Vincent Kobola

Personal information
- Full name: Vincent Phaladi Kobola
- Date of birth: 8 January 1985 (age 41)
- Place of birth: Polokwane, South Africa
- Height: 1.72 m (5 ft 8 in)
- Position: Defender

Team information
- Current team: Baroka (manager)

Senior career*
- Years: Team / Apps / (Gls)
- 2009–2011: Moroka Swallows / 34 / (1)
- 2011: Jomo Cosmos / 13 / (0)
- 2012: Moroka Swallows / 1 / (0)
- 2012–2013: University of Pretoria / 6 / (0)
- 2013–2016: Mpumalanga Black Aces / 42 / (0)
- 2016–2018: Cape Town City / 18 / (0)

Managerial career
- 2018: Chippa United (assistant)
- 2019–2020: Maritzburg United (assistant)
- 2021–2022: Baroka (assistant)
- 2022: Baroka

= Vincent Kobola =

South African soccer player

Vincent Phaladi Kobola (born 8 January 1985) is a South African soccer manager and former player who has been the manager of Baroka. As a player, Kobola played as a defender.

==Playing career==
He is a seasoned PSL player, having played local, top flight football for Moroka Swallows, Jomo Cosmos, University of Pretoria and Mpumalanga Black Aces.

==Coaching career==
Kobola decided to hang up his boots at the end of the 2017/18 season. On 25 August 2018, Kobola was appointed as the assistant manager of Eric Tinkler at Chippa United. In the beginning of December 2018, Tinkler was fired. A few days later, Kobola also left the club.

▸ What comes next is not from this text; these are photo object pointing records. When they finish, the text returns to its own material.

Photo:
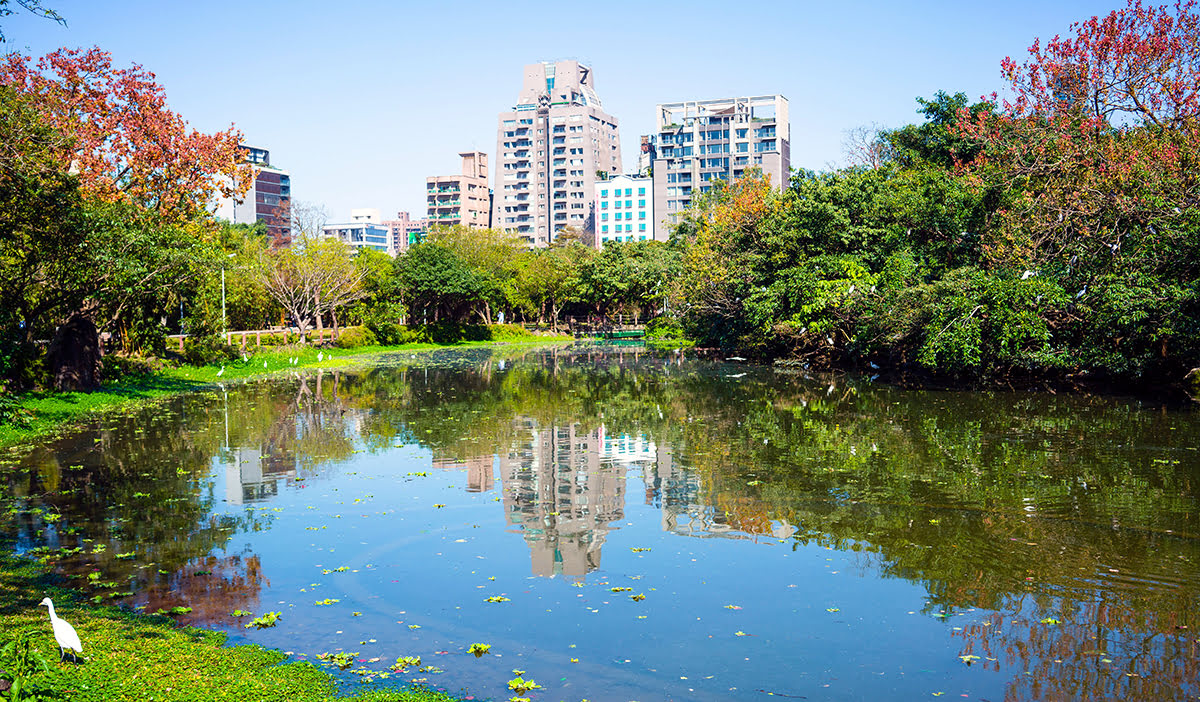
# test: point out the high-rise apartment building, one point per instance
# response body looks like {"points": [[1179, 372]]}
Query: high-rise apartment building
{"points": [[461, 199], [550, 148], [269, 199], [699, 142]]}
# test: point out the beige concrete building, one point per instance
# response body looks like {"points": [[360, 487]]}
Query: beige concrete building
{"points": [[699, 142], [550, 148], [461, 199], [406, 231]]}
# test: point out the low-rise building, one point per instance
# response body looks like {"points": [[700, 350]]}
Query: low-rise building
{"points": [[624, 210], [361, 234], [268, 201], [406, 231]]}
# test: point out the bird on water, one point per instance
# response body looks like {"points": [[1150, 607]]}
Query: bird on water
{"points": [[64, 633]]}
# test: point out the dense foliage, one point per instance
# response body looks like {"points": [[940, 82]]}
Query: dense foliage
{"points": [[1054, 233]]}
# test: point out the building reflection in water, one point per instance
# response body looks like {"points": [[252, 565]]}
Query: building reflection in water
{"points": [[563, 496], [253, 474], [480, 471]]}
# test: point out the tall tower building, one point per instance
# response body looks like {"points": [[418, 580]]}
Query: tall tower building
{"points": [[550, 147], [702, 141], [461, 199]]}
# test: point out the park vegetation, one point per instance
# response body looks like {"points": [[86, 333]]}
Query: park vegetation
{"points": [[1050, 233]]}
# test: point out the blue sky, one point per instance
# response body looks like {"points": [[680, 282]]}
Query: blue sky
{"points": [[339, 90]]}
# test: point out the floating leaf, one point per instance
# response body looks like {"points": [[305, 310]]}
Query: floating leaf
{"points": [[479, 649], [520, 685]]}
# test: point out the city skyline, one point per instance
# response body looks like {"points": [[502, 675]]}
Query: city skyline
{"points": [[334, 105]]}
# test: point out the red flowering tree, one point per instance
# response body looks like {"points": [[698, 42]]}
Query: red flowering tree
{"points": [[1098, 147], [125, 143]]}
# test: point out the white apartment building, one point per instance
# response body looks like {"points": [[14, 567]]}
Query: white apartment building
{"points": [[624, 210]]}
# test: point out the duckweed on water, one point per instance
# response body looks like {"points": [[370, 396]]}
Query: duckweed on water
{"points": [[135, 658]]}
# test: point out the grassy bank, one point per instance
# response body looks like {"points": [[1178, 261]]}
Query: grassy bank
{"points": [[43, 413], [136, 657], [132, 657]]}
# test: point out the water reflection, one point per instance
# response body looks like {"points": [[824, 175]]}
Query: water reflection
{"points": [[1057, 533]]}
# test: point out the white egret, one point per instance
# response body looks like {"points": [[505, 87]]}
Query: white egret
{"points": [[64, 633]]}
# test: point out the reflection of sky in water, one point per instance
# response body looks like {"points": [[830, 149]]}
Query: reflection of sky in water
{"points": [[787, 569]]}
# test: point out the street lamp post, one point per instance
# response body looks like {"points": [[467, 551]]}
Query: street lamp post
{"points": [[225, 325]]}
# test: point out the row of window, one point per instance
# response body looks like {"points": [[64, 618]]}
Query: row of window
{"points": [[604, 216], [629, 192], [604, 228], [616, 204]]}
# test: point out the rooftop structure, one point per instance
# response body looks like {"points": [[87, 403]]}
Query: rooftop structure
{"points": [[550, 147]]}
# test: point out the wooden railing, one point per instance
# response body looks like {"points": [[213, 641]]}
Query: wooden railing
{"points": [[255, 337]]}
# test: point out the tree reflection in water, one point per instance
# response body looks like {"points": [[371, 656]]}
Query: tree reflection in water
{"points": [[1072, 520]]}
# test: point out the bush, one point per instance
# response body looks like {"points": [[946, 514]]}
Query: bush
{"points": [[664, 328], [355, 337], [508, 333]]}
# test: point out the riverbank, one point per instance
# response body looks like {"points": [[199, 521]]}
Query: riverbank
{"points": [[131, 657], [45, 413]]}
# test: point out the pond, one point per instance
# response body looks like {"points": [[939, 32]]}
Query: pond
{"points": [[623, 525]]}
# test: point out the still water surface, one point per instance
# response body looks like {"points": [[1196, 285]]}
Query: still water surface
{"points": [[654, 526]]}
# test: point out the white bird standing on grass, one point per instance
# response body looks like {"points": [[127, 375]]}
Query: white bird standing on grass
{"points": [[64, 633]]}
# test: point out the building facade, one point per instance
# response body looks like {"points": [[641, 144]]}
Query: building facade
{"points": [[550, 148], [624, 208], [361, 234], [461, 199], [405, 231], [268, 201], [699, 142]]}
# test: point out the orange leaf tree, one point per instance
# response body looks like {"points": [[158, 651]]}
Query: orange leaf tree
{"points": [[125, 143], [1098, 148]]}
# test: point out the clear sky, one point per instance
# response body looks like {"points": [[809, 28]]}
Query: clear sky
{"points": [[363, 100]]}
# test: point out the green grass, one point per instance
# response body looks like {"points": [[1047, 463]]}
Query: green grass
{"points": [[130, 657], [52, 411]]}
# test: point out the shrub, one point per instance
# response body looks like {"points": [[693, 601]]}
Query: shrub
{"points": [[355, 337], [664, 328], [508, 333]]}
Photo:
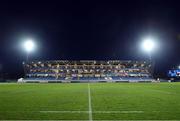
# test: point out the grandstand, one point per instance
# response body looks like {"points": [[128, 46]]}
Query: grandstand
{"points": [[87, 71]]}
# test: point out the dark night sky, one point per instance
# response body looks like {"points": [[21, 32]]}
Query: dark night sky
{"points": [[89, 30]]}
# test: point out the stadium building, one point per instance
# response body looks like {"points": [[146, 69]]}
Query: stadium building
{"points": [[87, 71]]}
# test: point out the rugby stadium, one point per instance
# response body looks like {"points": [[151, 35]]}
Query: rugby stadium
{"points": [[88, 71]]}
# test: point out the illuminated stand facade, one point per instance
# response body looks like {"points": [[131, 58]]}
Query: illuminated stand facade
{"points": [[87, 70]]}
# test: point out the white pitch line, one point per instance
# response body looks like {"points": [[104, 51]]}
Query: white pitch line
{"points": [[101, 112], [89, 101]]}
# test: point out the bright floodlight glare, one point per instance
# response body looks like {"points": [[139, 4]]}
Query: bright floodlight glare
{"points": [[148, 44], [29, 45]]}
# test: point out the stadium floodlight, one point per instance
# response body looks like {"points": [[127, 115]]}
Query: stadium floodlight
{"points": [[179, 67], [29, 46], [149, 45]]}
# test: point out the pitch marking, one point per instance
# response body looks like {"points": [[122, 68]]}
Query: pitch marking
{"points": [[89, 100]]}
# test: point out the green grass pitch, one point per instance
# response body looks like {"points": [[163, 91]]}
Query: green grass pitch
{"points": [[73, 101]]}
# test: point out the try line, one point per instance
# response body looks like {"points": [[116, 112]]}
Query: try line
{"points": [[89, 101]]}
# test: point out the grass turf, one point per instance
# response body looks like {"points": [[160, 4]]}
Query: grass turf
{"points": [[109, 101]]}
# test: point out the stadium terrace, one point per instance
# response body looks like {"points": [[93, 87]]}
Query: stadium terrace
{"points": [[87, 71]]}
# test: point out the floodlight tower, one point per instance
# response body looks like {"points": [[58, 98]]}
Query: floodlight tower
{"points": [[29, 46], [149, 45]]}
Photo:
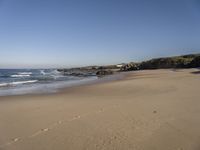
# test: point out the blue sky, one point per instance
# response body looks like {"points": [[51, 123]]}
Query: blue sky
{"points": [[69, 33]]}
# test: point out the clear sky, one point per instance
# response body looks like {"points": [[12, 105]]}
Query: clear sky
{"points": [[69, 33]]}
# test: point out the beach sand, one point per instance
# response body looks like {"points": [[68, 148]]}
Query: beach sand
{"points": [[147, 110]]}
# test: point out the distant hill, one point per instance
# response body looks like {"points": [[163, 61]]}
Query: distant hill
{"points": [[184, 61]]}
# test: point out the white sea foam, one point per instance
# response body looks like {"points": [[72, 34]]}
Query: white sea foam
{"points": [[42, 72], [17, 83], [20, 75]]}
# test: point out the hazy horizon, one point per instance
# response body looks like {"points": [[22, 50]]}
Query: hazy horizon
{"points": [[58, 34]]}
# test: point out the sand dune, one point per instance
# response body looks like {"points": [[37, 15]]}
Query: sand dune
{"points": [[148, 110]]}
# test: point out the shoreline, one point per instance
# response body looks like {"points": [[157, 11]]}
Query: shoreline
{"points": [[100, 80], [146, 110]]}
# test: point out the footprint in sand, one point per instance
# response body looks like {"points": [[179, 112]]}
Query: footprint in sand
{"points": [[15, 139], [45, 130]]}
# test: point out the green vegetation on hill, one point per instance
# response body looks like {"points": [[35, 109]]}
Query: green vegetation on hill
{"points": [[185, 61]]}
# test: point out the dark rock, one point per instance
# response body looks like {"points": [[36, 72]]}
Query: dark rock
{"points": [[195, 62], [104, 72]]}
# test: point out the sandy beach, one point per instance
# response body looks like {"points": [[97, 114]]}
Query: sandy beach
{"points": [[147, 110]]}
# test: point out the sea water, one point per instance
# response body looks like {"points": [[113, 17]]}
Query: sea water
{"points": [[24, 81]]}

On 30 January 2019, Eric Tinkler became the manager of Maritzburg United, and once again, he recruited Kobola as his assistant manager. He became assistant manager at Baroka, and four games before the end of the 2021–22 season he was promoted to manager. Baroka was relegated, but Kobola stayed on as manager. He was replaced in late 2022.